As Si nanowires can also display active transport along microtubules24, we next explored the possibility of using nanocrystalline Si nanowires as a dual-role intracellular biophysical tool, that is, a calcium modulator and a marker for motor protein–microtubule interactions. We simultaneously tracked the location of a single nanowire (that is, a transport marker) in a glial protrusion and monitored the nearby calcium dynamics, following a remote laser illumination of a different nanowire (that is, a calcium modulator) to initiate a calcium flux within a network (Fig. 4c, first from left). The dynamics of local calcium concentration and the transverse distance of the nanowire, as well as the overlaid time series for both the calcium wave front and the nanowire centre (Fig. 4c, first from right), together suggest a calcium-triggered directional transport of intracellular cargo in the current case. In addition, mean-squared displacement (MSD) analysis (Methods) reveals correlated nanowire transport modes with the local calcium dynamics, that is, from random or restricted diffusions (diffusive exponent, α ≤ 1) without elevated intracellular calcium, to an active transport (diffusive exponent, α ~ 2) after the calcium wave front reached the original nanowire location (Fig. 4c, first from right, and Supplementary Fig. 22). The nanowire transport along the glia protrusion is anterograde, that is, kinesin based. The motor protein kinetics are typically enhanced by increased adenosine triphosphate (ATP) activities34, which may be triggered by the elevation of intracellular calcium concentration35,36.

Besides serving as an intracellular calcium modulator and a transport marker, the photothermal properties of nanocrystalline Si nanowires may be explored to induce a photoacoustic effect for biomechanical manipulation at the subcellular level. To assess this, we chose human umbilical vein endothelial cells (HUVECs), which are active in the phagocytosis of silicon nanowires24 and have well-studied microtubule networks. Nanocrystalline Si nanowires are trapped in the microtubule meshes after co-culturing with HUVECs for ~24 h (Supplementary Fig. 23). When a laser pulse (592 nm, 1 ms, ~2.09 mW, ~211 nm spot size) was introduced to the nanowire, the surrounding microtubules were rapidly repelled and formed a void space near the nanowire (Fig. 4d and Supplementary Fig. 23), suggesting a shock-wave generation through a photoacoustic effect37. Besides intracellular microtubule networks, Si nanowires can also interface with intercellular conduits, where microtubules form compact bundles. On laser illumination of the entangled single nanowire (592 nm, 1 ms, ~2.55 mW, ~211 nm spot size), the bundled microtubules are broken up immediately (Fig. 4e), possibly through a shock-wave-mediated, mechanically induced microtubule depolymerization38. The optically triggered, and nanowire-enabled mechanical manipulation of cytoskeletal structures may serve as a new tool for the study of intra- and intercellular dynamics where a remote structural manipulation of subcellular structures is desired.

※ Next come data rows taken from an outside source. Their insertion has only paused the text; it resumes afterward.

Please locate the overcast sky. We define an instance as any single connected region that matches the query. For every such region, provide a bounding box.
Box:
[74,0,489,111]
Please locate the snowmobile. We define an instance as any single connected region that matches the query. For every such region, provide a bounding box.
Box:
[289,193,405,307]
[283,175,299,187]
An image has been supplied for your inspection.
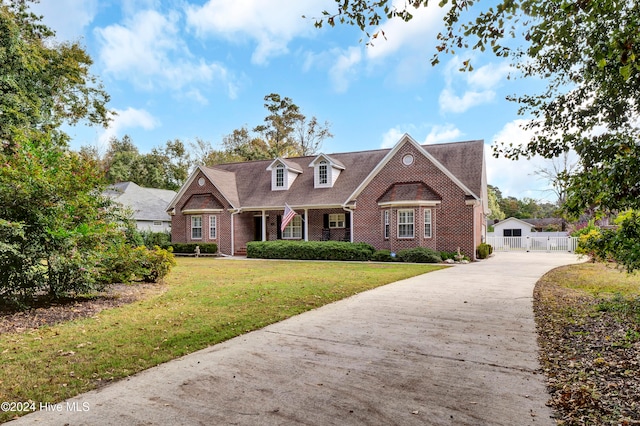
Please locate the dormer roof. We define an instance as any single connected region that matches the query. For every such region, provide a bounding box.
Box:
[309,153,345,170]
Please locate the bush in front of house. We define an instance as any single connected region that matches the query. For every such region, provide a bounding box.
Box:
[371,249,400,262]
[476,243,493,259]
[134,246,176,283]
[163,243,218,254]
[247,240,375,261]
[398,247,442,263]
[140,231,171,250]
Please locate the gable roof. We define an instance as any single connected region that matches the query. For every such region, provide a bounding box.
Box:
[103,182,176,221]
[169,135,484,210]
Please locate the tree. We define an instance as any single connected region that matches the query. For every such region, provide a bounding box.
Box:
[294,116,333,156]
[253,93,304,158]
[0,0,174,304]
[0,0,109,146]
[191,93,333,165]
[102,135,190,190]
[487,185,505,220]
[316,0,640,270]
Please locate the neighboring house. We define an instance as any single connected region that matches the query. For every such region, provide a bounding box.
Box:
[103,182,176,232]
[167,135,488,258]
[493,217,536,237]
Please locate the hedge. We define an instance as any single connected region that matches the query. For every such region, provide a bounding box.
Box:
[163,243,218,254]
[247,240,375,261]
[398,247,442,263]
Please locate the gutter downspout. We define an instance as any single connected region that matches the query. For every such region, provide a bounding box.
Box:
[230,209,240,257]
[342,203,356,243]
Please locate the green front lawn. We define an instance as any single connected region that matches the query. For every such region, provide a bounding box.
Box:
[0,258,442,422]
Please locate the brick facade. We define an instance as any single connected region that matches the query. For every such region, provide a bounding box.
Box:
[172,136,485,258]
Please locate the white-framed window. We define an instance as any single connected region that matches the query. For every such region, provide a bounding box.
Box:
[282,215,302,240]
[276,164,284,188]
[382,210,391,240]
[398,209,415,238]
[318,160,329,185]
[209,216,218,240]
[424,209,433,238]
[191,216,202,240]
[329,213,344,228]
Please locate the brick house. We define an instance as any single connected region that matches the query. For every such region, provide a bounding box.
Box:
[167,134,488,258]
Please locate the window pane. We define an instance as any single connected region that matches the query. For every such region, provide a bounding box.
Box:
[398,210,414,238]
[209,216,218,240]
[329,213,344,228]
[318,161,328,185]
[282,215,302,239]
[276,166,284,186]
[424,209,431,238]
[191,216,202,240]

Control experiments without nanowires did not yield any of these intra- or intercellular observations. Moreover, the importance of using silicon nanowires instead of other nanostructures (for example, Au nanoparticles or nanorods) is due to the following: (1) silicon nanowires can be at least partially exposed in cytosol on phagocytic cellular entrance24, (2) silicon has only a moderate photothermal effect (compared with, for example, that of Au; Fig. 2b,c and Supplementary Fig. 14) such that the confocal imaging light source itself will not cause heating from the nanostructures and (3) the high aspect ratio of silicon nanowires enables their axial alignment with respect to the cytoskeletal filaments (Fig. 4d,e and Supplementary Fig. 23).

Single-cell-level and small-tissue-level biointerfaces

In addition to the nanowire-enabled intracellular biointerfaces, we also explored the possibility of implementing extracellular modulations with larger Si structures to match the sizes of cultured cellular assemblies and even small tissues. We first tested p–i–n Si diode junctions because their significantly larger light-induced photocurrents (Figs. 2c,d and 3) may be readily sensed by cells that are attached directly39,40,41. Patch-clamp and calcium imaging studies show that DRGs cultured on Si diode junctions can be stimulated with focused light pulses (Supplementary Figs. 1 a,b and 24) individually or sequentially in a cellular assembly, with a high spatiotemporal resolution and minimal invasiveness (Supplementary Figs. 2527). A pre-immersion of Si substrate in buffer solution for two weeks yielded a twofold increase in threshold laser intensity (Supplementary Fig. 28).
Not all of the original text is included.